Maroon5 strives to stand out

Grammy winners fall between pop and rock

? When Maroon5 won the Grammy last month for best new artist of 2004, the Los Angeles pop band bested a field that included critics’ darlings, notably hip-hop auteur Kanye West and the archly ironic Scottish rock band Franz Ferdinand. It’s no exaggeration to say there was awkward disbelief in the Staples Center aisles after the envelope was opened.

“It was a shock, a total shock,” said one musician who was in the audience that night. “I was embarrassed,” said another. A third remembers wondering “if there was a mistake made or something.”

And that’s just the guys in Maroon5.

It’s not that the band is self-loathing — far from it, the five musicians collectively have the relaxed gait of a fifth-year college senior in flip-flops. It’s just that they know who they are and how they are viewed: an act that gets much love at record stores but usually braces for the worst when critics pull out their pens.
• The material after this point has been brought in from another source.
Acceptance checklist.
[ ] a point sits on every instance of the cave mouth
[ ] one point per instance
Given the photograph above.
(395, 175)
When the band started a decade ago, its members were middle-school students who bowed north to Seattle; the lead singer, Adam Levine, wore flannel onstage and whipped his long hair just like his hero, Eddie Vedder.

Now, the reed-thin Levine is a pop star who vamps in music videos and last year found his band sharing a bill with Jessica Simpson, “American Idol” singer William Hung and other Top 40 froth at Wango Tango, the super-sized pop show at the Los Angeles Coliseum.

Climbing the charts

Upon retiring the flannel, Maroon5 became a pop venture with just enough funk to call itself blue-eyed soul and far more in common with Hall & Oates than Alice in Chains.

Its creative compass has been recalibrated from Kurt Cobain to Stevie Wonder, and its debut album, “Songs About Jane,” has sold 3.7 million copies in the United States, with lots of help from the ubiquitous radio hits “This Love” and “Harder to Breathe.”

Maroon5 members are, from left, James Valentine, Adam Levine, Ryan Dusick, Jesse Carmichael and Mickey Madden.

Maroon5 is guitarist James Valentine, keyboardist Jesse Carmichael, bassist Mickey Madden and drummer Ryan Dusick. Oh, yes, there’s Levine, the lead singer and guitarist who has become, with no doubt, the Gwen Stefani of this outfit — the telegenic face, and abs, of a band that plays to largely female cheers.

Valentine joined the band in 2001 when the band became known as Maroon5. Before that they went by the airy name of Kara’s Flowers, the choice of the four childhood friends who knew from the start of high school that they wanted to be a band. Kara was a girl they shared a crush on and the habit of name-checking real romantic figures in their lives would hold on through the years; “Songs About Jane” is for an ex-girlfriend of Levine’s.

The band members recently gathered at the Viper Room to play a private show for pop-radio powers in the Los Angeles market.

Trip down memory lane

Before the Viper Room show, the band set aside time for a shared trip to the past — they all piled into two cars to visit the Brentwood childhood home of Dusick, whose parents long ago gave up their musty garage to band gear of Kara’s Flowers.

Standing in the garage, the band members chatted warmly, teased one another and dusted off old stories and gear, recalling how in the late 1990s it seemed as if their music career would be mothballed, too.

Kara’s Flowers released the CD “The Fourth World” on Reprise Records in 1997. Noted rock producer Rob Cavallo was on board, and even before the band members were old enough to vote, their tours of duty in Los Angeles clubs seemed to prime them for a big ramping up. Their sound by then had moved from grunge to a 1960s vibe, but none of it clicked at record stores, so they split.

Levine and Carmichael headed to college in New York, where they found their West Coast guitar sensibilities suddenly sampling R&B and other urban influences. That would be the sea change when they came back and relaunched as Maroon5.

The defining pop-culture moment for the band was not 10 years of touring, the Grammy or even the anointment by Clive Davis, the famed music mogul who has been instrumental in the group’s rise to fame.

No, the memory held by most fans is the video for “This Love,” in which Levine vamped for the camera while wolfishly making out with his then girlfriend, model Kelly McGee, each of them in varying degrees of disrobement.

“Naturally, Adam is more the focus as the singer, which doesn’t bother me at all, but I often stand there and feel like it’s happening around me and I’m like some sort of set piece,” Madden said. “We had wanted to do something cinematic, but it’s hard to realize that it will become this thing that introduces you to most fans.”

As it is, the group members straddle the line between pop stars and rock rebels, last year being featured in both Seventeen and High Times magazines.

The band is looking for a producer to guide its follow-up effort, and Levine shrugs off any concern that a misstep now will send the group into one-hit-wonder territory.

“Whether you love it or hate it, there’s no comparable band right now,” he said. “We occupy a pretty weird space. … We are a hugely successful pop group. Our spot is where we’re at now. Unfortunately it’s the byproduct of being perceived as attractive. But don’t hate us for it.”